Days after a gunman killed 12 people in a U.S. movie theater, a Federation Council senator has announced a push to ease Russia's strict firearms rules.
But experts and activists on Wednesday decried Alexander Torshin's initiative as a mere publicity stunt without any real chance for success.
Torshin, who is the Federation Council's first deputy speaker, presented a report this week that argues that legalizing handguns would increase public safety and improve society as a whole.
"Possessing arms disciplines us and will change the atmosphere in society because people will no longer act lawlessly," he told a public hearing in the Federation Council on Tuesday, according to Interfax.
Torshin's initiative is a first step toward changing public and law enforcement attitudes about private gun ownership, said Dmitry Kislov, spokesman of the Right to Arms public movement, which co-authored Torshin's report.
"Police usually oppose easing firearms control because it gives them more work," he said by telephone Wednesday.
Kislov said the aim should not be to arm citizens indiscriminately but to make the use of arms possible for those who can use them responsibly.
He acknowledged that the timing of the release of Torshin's report, less than four days after the shooting in Aurora, Colorado, was unfortunate.
"This was a huge tragedy, and we feel very compassionate about the victims. But we know the realities in U.S. society well and can say that this is not typical," he said.
The 114-page report, which can be downloaded from Torshin's website, also argues that legalizing firearms possession would have economic benefits for the national arms industry.
But Torshin denied that he was lobbying any business interests. The senator represents the Volga republic of Marii-El in the upper house of parliament. The country's biggest arms manufacturers, including the maker of the legendary Makarov pistol, the Izhevsk Mechanical Plant, are located in the further eastern republic of Udmurtia.
Torshin suggested conducting a referendum about the issue and said he wouldn't start drafting a bill before parliament starts work again in the fall. He conceded that it might be too soon to change the law. "A bill will be submitted only when it is clear that this is not a waste of legislators' time," he said.
According to opinion polls, most Russians oppose legalizing the use of firearms. A survey by the independent Levada Center last year found that only 13 percent of respondents approved, while 80 percent opposed and 7 percent refused to answer, said Alexei Grazhdankin, the center's deputy director.
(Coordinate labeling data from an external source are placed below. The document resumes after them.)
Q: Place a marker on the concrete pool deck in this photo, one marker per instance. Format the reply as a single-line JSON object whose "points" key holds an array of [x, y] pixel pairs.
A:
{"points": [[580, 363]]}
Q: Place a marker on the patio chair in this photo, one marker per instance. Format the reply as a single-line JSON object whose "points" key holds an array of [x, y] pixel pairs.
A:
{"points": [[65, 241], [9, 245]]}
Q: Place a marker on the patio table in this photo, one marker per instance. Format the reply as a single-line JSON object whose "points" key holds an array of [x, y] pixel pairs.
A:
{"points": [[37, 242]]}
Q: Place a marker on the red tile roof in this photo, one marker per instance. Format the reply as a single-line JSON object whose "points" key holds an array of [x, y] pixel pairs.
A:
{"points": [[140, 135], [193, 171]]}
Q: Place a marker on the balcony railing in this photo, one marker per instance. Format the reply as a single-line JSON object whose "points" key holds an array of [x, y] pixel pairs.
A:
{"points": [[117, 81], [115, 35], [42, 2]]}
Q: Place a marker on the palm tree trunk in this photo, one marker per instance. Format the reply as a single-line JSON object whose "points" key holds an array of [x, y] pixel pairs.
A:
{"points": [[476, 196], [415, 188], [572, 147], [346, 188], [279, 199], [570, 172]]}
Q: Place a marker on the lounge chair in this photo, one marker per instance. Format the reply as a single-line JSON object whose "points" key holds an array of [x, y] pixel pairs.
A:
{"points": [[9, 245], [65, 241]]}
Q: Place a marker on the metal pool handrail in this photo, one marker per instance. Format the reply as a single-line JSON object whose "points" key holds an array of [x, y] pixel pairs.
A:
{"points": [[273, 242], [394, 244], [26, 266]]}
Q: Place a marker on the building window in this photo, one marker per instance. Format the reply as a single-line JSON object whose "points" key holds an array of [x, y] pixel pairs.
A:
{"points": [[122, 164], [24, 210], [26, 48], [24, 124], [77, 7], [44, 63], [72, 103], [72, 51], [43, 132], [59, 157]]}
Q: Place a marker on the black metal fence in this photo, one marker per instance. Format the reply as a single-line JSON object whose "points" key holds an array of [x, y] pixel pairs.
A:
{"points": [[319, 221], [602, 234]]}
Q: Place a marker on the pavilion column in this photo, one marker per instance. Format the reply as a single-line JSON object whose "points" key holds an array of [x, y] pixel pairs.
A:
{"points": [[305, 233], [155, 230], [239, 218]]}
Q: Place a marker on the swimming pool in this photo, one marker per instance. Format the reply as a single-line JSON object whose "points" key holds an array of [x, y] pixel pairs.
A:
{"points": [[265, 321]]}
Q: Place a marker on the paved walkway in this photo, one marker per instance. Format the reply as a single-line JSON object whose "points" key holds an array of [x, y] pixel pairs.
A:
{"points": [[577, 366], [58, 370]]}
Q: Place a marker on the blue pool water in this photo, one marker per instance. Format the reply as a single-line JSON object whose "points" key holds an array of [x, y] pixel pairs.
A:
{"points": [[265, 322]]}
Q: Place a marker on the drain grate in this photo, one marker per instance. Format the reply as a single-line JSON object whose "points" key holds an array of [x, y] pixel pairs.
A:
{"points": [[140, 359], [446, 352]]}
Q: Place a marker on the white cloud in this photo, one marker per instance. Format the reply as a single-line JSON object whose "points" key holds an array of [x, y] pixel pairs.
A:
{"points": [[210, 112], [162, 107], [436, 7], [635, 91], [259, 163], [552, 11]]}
He said this has changed little over the past 20 years and that a survey in 1991 had found similar results. "It is a legacy of the Soviet Union that people believe that the state has a duty to protect them," Grazhdankin said by telephone.
Unsurprisingly, government agencies and the ruling United Russia party, of which Torshin is a member, reacted with skepticism.
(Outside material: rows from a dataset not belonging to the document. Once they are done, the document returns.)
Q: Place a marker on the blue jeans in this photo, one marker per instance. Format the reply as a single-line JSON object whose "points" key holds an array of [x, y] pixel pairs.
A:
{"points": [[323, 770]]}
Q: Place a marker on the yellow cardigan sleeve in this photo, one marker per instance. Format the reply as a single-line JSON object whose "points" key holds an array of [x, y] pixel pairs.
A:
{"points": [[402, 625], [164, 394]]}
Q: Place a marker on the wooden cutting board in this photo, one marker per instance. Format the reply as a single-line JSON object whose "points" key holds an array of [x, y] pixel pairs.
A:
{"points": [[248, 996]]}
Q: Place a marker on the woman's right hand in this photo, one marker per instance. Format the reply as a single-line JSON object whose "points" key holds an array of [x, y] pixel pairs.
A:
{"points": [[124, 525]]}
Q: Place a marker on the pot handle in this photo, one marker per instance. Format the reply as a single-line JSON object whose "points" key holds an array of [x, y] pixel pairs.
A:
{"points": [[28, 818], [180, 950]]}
"The Cabinet believes that such decisions are untimely, and it is obvious that they cannot be adopted," an unidentified government official told Izvestia in Wednesday's edition. The official added that law enforcement agencies should remain responsible for public safety.
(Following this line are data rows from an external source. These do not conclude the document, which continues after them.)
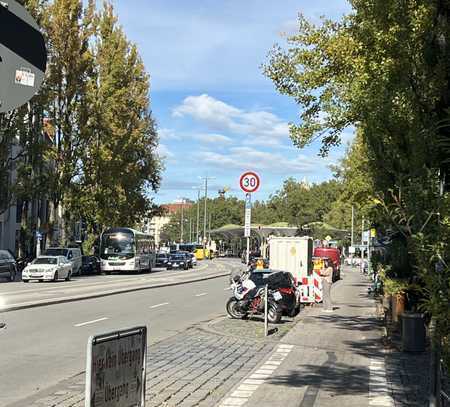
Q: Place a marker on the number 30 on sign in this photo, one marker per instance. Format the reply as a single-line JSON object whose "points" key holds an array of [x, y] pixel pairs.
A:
{"points": [[249, 182]]}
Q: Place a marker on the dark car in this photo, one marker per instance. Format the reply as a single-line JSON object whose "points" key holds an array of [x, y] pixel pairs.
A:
{"points": [[177, 260], [162, 260], [8, 265], [89, 265]]}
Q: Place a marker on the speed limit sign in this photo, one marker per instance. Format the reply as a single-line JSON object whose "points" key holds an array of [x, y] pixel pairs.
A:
{"points": [[249, 182]]}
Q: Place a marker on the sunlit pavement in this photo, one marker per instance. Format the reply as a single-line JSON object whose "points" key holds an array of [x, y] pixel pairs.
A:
{"points": [[326, 360]]}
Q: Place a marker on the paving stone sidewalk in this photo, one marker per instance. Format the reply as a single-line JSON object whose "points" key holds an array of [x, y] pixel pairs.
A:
{"points": [[336, 359], [195, 368]]}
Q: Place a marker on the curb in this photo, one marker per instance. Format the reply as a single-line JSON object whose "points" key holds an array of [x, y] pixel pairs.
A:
{"points": [[104, 294]]}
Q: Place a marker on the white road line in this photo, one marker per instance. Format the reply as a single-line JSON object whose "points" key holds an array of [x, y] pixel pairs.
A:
{"points": [[91, 322], [379, 394], [159, 305]]}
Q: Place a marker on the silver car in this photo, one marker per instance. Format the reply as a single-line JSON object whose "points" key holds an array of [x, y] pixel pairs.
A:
{"points": [[48, 268]]}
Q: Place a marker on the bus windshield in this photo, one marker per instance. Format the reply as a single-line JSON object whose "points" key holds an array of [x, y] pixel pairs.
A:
{"points": [[117, 245]]}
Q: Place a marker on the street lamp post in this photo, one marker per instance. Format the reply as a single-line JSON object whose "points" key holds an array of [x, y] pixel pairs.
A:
{"points": [[205, 214], [198, 212], [182, 221]]}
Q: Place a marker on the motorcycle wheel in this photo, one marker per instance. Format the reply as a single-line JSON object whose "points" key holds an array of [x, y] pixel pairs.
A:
{"points": [[274, 313], [233, 309]]}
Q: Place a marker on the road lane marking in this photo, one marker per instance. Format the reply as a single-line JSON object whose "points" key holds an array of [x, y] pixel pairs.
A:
{"points": [[91, 322], [159, 305], [379, 394]]}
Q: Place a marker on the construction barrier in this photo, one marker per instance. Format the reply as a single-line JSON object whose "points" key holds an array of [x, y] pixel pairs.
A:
{"points": [[311, 290]]}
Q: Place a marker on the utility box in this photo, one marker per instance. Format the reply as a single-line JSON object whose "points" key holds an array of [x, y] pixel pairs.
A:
{"points": [[292, 254]]}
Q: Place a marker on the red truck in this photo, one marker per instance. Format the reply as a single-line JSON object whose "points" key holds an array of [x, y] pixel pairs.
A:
{"points": [[334, 255]]}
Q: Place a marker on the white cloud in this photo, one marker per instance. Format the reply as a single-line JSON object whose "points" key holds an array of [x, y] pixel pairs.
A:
{"points": [[221, 117], [168, 134], [212, 138], [163, 152], [242, 158], [348, 135]]}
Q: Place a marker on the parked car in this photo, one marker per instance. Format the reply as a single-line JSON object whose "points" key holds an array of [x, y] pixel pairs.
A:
{"points": [[48, 268], [8, 265], [90, 265], [177, 260], [162, 260], [73, 254], [188, 257]]}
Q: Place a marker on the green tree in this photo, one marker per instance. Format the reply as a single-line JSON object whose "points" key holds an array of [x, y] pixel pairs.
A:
{"points": [[120, 165], [384, 69]]}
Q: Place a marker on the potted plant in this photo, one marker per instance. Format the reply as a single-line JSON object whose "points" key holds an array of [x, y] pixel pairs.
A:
{"points": [[396, 289]]}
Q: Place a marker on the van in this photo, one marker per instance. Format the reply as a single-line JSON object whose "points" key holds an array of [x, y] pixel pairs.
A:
{"points": [[73, 254]]}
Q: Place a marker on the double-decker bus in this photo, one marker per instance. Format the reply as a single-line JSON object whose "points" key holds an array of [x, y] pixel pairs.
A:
{"points": [[184, 247], [125, 249]]}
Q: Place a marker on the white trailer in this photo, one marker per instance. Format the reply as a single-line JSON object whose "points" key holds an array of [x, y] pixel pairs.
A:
{"points": [[293, 254]]}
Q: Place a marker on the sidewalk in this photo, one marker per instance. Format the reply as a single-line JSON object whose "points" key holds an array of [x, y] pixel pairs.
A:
{"points": [[326, 360]]}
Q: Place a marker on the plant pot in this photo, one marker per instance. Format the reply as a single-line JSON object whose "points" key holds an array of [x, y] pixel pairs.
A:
{"points": [[398, 306], [413, 332]]}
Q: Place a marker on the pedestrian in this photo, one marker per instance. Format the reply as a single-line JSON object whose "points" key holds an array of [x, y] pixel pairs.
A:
{"points": [[327, 281]]}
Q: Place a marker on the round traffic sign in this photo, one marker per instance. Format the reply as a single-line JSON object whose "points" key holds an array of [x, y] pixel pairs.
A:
{"points": [[23, 56], [249, 182]]}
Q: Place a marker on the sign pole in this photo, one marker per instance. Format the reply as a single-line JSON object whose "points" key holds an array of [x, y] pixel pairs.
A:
{"points": [[248, 223], [249, 183], [266, 319]]}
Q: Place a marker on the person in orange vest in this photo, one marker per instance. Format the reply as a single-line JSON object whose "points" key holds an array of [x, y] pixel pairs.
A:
{"points": [[327, 281]]}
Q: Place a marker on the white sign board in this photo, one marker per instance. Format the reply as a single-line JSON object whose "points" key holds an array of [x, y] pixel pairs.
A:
{"points": [[248, 215], [115, 369]]}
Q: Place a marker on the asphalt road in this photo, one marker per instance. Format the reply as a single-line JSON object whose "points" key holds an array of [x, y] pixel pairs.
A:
{"points": [[16, 295], [44, 345]]}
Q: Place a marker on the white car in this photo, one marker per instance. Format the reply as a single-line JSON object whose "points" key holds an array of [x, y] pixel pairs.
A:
{"points": [[48, 268]]}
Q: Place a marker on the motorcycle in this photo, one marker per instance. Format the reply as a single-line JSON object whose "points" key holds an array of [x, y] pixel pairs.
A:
{"points": [[249, 299]]}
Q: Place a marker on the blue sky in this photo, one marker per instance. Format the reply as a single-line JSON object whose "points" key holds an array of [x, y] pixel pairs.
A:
{"points": [[217, 114]]}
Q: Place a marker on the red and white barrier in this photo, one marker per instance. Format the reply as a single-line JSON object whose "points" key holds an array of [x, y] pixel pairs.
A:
{"points": [[311, 290]]}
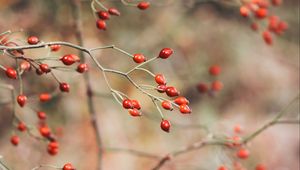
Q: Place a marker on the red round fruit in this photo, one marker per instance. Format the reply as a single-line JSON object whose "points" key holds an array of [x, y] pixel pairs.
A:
{"points": [[44, 97], [134, 112], [45, 131], [64, 87], [45, 68], [114, 11], [139, 58], [33, 40], [21, 99], [215, 70], [101, 25], [167, 105], [244, 11], [11, 73], [81, 68], [181, 100], [143, 5], [103, 15], [160, 79], [165, 125], [25, 65], [172, 91], [136, 104], [53, 148], [69, 59], [21, 126], [217, 85], [202, 88], [42, 115], [185, 109], [127, 104], [165, 53], [15, 140], [243, 153], [55, 47], [161, 88], [68, 166]]}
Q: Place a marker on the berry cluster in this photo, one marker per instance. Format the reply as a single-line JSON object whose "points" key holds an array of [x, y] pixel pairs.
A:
{"points": [[216, 85], [259, 11], [104, 14], [40, 67], [180, 102]]}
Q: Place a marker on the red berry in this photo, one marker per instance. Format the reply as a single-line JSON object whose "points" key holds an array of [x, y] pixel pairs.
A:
{"points": [[215, 70], [53, 148], [185, 109], [45, 131], [114, 11], [103, 15], [165, 125], [261, 13], [68, 166], [139, 58], [64, 87], [260, 167], [42, 115], [55, 47], [216, 85], [244, 11], [281, 27], [222, 168], [160, 79], [101, 25], [25, 65], [143, 5], [172, 91], [44, 97], [268, 37], [165, 53], [181, 100], [21, 126], [33, 40], [243, 153], [81, 68], [134, 112], [161, 88], [11, 73], [15, 140], [167, 105], [21, 99], [69, 59], [202, 88], [45, 68], [39, 71], [136, 104], [127, 104]]}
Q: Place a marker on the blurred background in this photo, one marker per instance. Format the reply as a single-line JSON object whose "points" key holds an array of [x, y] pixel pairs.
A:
{"points": [[259, 80]]}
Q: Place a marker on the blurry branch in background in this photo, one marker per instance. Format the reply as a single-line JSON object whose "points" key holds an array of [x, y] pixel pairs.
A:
{"points": [[207, 142], [76, 13]]}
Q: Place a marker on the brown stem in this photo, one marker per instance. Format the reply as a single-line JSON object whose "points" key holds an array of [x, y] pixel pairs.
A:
{"points": [[76, 13]]}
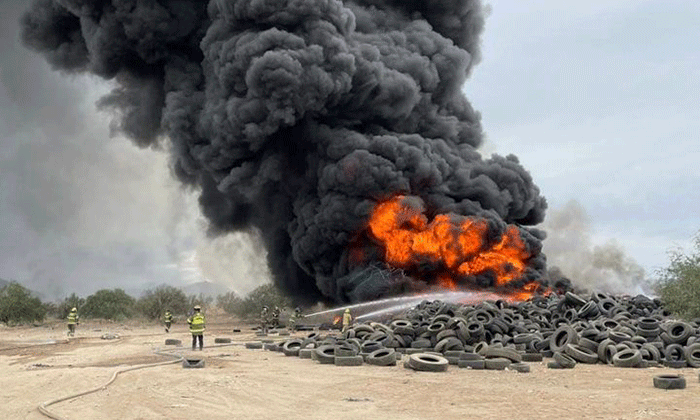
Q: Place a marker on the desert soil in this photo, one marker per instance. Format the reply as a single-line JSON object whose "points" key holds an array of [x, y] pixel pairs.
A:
{"points": [[39, 364]]}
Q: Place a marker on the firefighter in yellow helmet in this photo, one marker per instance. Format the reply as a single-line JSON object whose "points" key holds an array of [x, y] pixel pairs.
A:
{"points": [[168, 320], [196, 322], [347, 319], [72, 321]]}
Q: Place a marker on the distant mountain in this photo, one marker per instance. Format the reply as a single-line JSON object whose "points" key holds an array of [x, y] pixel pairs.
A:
{"points": [[206, 288], [34, 293]]}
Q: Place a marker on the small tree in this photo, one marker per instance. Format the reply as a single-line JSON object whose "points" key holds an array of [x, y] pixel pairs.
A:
{"points": [[200, 299], [679, 283], [154, 302], [17, 305], [108, 304], [267, 294], [72, 301]]}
Pavel Krasheninnikov, the head of the State Duma's Legislative Committee and a United Russia member, said that easing gun controls would lead to a huge increase in the number of shootings. He noted that up to a third of the country's inmates are convicted of stabbings and other violent assaults. "Imagine if they would all commit shootings," he told Kommersant.
Lawmakers actually tightened gun laws last year, passing a bill that tightens the purchase of air guns, which are classified as non-lethal.
Gas pistols and related guns are widely available in the country, leading to a spike in dangerous incidents. The Interior Ministry registered some 1,500 air gun incidents between 2005 and 2010, 60 of which ended in fatalities.
Torshin himself admitted that the Interior Ministry had sent him an official note of disapproval about his initiative. But he argued that the Kremlin had nothing against the idea. "The presidential administration is laid back about this. They neither support it nor oppose it," he said.
Kislov, of the Right to Arms, said about 4 million Russians now legally own 6.5 million firearms in the country, but only with licenses that limit their use to hunting and self-defense on private premises. He said it would significantly boost safety if these arms could be carried on the streets legally. "These people are very law abiding and could save many lives," he said about the license holders.
Kislov also dismissed fears that widespread corruption would make it easy to get licenses despite a criminal record or mental health problems. "Real life shows that corruption in this particular field is low," he said.
His movement says on its website that it has about 700 supporters across the country.
Human rights activists said they were frightened by the prospect of legalizing firearms. "I think it will just lead to more fatal incidents, especially with regard to the radical nationalist youth," said Tanya Lokshina of Human Rights Watch's Moscow bureau.